There’s been a belief among industry figures that West Coast hasn’t taken its AFLW program seriously since entering the competition in 2020. But Pearce’s appointment was the instant injection of credibility and grandeur that West Coast’s women’s team desperately craved.

“I was happy for her but I was also happy for the players at West Coast,” Chiera said. “They have players that are incredibly talented and I knew they were getting a coach who was going to support and challenge them and create an environment where they can thrive.

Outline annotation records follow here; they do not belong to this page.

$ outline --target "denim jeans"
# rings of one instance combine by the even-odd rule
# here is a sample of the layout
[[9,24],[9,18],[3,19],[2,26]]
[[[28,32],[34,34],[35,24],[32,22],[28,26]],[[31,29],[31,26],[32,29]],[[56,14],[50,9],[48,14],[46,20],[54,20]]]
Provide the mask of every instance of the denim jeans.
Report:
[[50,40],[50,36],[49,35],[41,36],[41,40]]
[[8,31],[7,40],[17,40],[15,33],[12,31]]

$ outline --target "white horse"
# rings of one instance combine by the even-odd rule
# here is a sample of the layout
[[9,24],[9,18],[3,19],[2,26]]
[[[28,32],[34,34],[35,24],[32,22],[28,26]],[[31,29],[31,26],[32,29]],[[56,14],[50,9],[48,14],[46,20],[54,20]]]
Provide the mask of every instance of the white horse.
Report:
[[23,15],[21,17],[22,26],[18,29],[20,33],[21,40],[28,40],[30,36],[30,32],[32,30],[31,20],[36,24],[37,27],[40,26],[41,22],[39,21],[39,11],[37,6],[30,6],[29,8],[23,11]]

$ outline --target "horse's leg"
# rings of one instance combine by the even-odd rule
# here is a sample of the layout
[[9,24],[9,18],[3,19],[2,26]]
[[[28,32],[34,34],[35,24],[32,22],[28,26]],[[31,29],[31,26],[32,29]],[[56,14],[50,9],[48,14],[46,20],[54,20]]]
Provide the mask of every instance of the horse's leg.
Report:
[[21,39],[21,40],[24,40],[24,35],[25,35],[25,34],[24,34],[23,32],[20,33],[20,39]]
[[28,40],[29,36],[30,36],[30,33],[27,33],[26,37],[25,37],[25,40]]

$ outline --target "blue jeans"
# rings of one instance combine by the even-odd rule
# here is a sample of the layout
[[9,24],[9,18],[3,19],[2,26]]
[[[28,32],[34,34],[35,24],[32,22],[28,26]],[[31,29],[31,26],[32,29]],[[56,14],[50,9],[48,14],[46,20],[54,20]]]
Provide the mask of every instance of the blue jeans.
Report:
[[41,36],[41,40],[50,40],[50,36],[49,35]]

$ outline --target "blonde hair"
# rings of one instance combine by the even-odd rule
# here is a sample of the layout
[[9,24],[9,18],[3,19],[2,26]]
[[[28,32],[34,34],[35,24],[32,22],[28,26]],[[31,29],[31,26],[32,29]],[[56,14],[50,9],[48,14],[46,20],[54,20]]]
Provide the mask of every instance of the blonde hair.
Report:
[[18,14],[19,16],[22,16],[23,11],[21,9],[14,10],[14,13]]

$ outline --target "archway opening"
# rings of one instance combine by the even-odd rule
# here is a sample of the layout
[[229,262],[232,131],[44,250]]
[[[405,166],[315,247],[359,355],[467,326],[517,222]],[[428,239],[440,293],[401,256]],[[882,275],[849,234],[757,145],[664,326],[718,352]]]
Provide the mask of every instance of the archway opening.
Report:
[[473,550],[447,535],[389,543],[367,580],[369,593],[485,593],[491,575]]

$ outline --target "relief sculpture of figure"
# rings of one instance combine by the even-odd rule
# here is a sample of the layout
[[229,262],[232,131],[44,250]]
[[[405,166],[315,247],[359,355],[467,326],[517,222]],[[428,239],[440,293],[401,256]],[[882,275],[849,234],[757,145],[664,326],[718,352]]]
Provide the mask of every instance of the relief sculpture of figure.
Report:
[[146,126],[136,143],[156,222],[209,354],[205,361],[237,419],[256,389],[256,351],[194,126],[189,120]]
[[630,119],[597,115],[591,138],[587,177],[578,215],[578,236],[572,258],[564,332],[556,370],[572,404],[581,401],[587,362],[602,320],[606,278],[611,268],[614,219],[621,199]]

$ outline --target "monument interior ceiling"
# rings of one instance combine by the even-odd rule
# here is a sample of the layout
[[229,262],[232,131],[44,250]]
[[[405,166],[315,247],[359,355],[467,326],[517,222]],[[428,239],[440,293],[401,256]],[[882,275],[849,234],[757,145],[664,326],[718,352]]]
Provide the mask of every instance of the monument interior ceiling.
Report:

“She’s got a velvet sledgehammer. She has this amazing way of telling the truth in a way that will take you forward.

“I know what she can do for people and I’m excited to see what she does with this group.”

The players can feel it too.

West Coast’s lack of success has tested their patience for years. Some, fed up, have left. A talented core chose to remain but have been let down by a lack of progress.

The arrival of Pearce was reward for loyalty.

It also made some little girls’ dreams come true.

Roxy Roux requested a trade to West Coast without knowing that Pearce was going to be coach. It was a blessing in disguise given that she would’ve had to explain the poster of the former Melbourne captain hanging on her wall at home.

“This particular poster was from back in the Exhibition Game days,” Roux said. “I don’t have her signature but it’s not too late.

“I remember her coming and talking to us at a school girls championships. She walks in the room and they said ‘Does everyone know who this is?’ And we’re like ‘Oh we absolutely know.’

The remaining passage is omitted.